At Uber, Operations Managers often need to evaluate supply performance across cities by combining trip activity with driver and city attributes. This requires joining a fact table with dimension tables in a way that preserves the right level of detail.
Explain how you would join trips, drivers, and cities tables to analyze supply performance in Uber. In your answer, discuss:
The interviewer is looking for a practical SQL-oriented explanation, not just definitions of joins. You should describe the grain of each table, how to structure the query, and how to produce city-level supply metrics such as active drivers, completed trips, and utilization.
In this setup, trips is typically the fact table because it stores event-level ride records, while drivers and cities are dimension tables that provide descriptive attributes. Understanding table grain is critical because aggregations should be built from the fact table and enriched with dimensions only after confirming the join keys.
SELECT t.trip_id, d.driver_id, c.city_name
FROM trips t
JOIN drivers d ON t.driver_id = d.driver_id
JOIN cities c ON t.city_id = c.city_id;
An INNER JOIN keeps only rows with matches in both tables, while a LEFT JOIN preserves all rows from the left table. For supply analysis, you often start from trips if you only care about trip activity, but start from drivers with LEFT JOIN if you need to include drivers who had zero trips.
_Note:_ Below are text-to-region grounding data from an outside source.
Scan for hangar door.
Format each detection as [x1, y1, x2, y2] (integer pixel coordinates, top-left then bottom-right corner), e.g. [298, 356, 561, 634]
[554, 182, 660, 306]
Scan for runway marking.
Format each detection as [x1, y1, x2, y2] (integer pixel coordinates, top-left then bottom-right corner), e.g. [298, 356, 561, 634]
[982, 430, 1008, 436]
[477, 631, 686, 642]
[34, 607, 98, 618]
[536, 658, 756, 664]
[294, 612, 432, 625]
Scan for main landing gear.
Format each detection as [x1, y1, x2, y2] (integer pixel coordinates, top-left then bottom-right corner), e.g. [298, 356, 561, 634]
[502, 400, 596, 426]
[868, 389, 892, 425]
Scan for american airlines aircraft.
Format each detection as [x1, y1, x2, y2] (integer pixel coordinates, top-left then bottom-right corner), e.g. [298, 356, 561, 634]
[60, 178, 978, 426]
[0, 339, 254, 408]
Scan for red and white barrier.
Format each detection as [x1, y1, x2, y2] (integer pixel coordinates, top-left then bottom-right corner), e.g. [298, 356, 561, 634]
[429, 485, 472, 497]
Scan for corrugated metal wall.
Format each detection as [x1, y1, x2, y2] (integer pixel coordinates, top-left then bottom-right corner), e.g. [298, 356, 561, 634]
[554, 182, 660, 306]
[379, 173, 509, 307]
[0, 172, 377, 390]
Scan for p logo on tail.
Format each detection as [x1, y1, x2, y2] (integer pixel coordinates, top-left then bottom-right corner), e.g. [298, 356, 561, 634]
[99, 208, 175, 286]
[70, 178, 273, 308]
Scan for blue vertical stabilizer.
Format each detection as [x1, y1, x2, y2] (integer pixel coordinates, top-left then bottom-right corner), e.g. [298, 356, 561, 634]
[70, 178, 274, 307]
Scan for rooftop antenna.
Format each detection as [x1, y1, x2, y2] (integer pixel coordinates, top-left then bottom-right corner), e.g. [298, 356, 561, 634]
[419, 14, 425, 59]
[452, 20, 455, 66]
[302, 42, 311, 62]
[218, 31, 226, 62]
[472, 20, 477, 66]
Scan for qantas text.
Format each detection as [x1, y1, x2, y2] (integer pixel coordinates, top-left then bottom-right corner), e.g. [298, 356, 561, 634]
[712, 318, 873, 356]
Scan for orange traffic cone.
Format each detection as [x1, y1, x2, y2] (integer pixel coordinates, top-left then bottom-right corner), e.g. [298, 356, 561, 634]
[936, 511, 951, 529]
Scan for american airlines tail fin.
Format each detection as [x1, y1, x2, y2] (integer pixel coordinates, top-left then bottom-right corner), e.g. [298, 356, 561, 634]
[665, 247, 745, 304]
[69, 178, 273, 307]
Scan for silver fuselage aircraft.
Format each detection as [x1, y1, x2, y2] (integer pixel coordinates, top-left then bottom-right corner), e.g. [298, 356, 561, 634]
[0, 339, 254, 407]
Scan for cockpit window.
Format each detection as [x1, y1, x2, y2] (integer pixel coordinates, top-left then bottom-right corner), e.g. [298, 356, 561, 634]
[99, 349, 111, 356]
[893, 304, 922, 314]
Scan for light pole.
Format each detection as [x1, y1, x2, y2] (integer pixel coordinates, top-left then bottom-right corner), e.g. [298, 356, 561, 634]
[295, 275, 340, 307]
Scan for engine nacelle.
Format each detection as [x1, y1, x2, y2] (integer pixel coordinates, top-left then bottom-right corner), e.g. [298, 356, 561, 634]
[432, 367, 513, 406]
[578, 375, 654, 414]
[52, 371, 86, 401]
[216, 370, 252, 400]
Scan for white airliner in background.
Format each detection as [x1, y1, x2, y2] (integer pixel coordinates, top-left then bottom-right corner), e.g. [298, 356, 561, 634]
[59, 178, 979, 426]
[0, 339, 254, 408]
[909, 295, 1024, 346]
SELECT d.driver_id, c.city_name, t.trip_id
FROM drivers d
LEFT JOIN trips t ON d.driver_id = t.driver_id
LEFT JOIN cities c ON d.city_id = c.city_id;
Supply metrics should be computed at a clear reporting grain, such as city-day or city-week. If you aggregate after joining tables with mismatched grain, you can inflate counts, so it is important to group by the reporting dimensions and use distinct counts when needed.
SELECT c.city_name, COUNT(DISTINCT t.driver_id) AS active_drivers, COUNT(*) AS trips
FROM trips t
JOIN cities c ON t.city_id = c.city_id
GROUP BY c.city_name;
Many operational metrics require counting subsets of rows, such as completed trips, canceled trips, or online drivers. CASE WHEN inside aggregate functions lets you compute multiple KPIs in one grouped query.
SELECT c.city_name,
COUNT(*) AS total_trips,
SUM(CASE WHEN t.status = 'completed' THEN 1 ELSE 0 END) AS completed_trips
FROM trips t
JOIN cities c ON t.city_id = c.city_id
GROUP BY c.city_name;
Double counting happens when a join multiplies rows, usually because one side is not unique at the join key. Before joining, confirm whether drivers has one row per driver and cities has one row per city, and use COUNT(DISTINCT ...) when the metric is entity-based rather than row-based.
SELECT c.city_name, COUNT(DISTINCT d.driver_id) AS drivers_seen
FROM trips t
JOIN drivers d ON t.driver_id = d.driver_id
JOIN cities c ON t.city_id = c.city_id
GROUP BY c.city_name;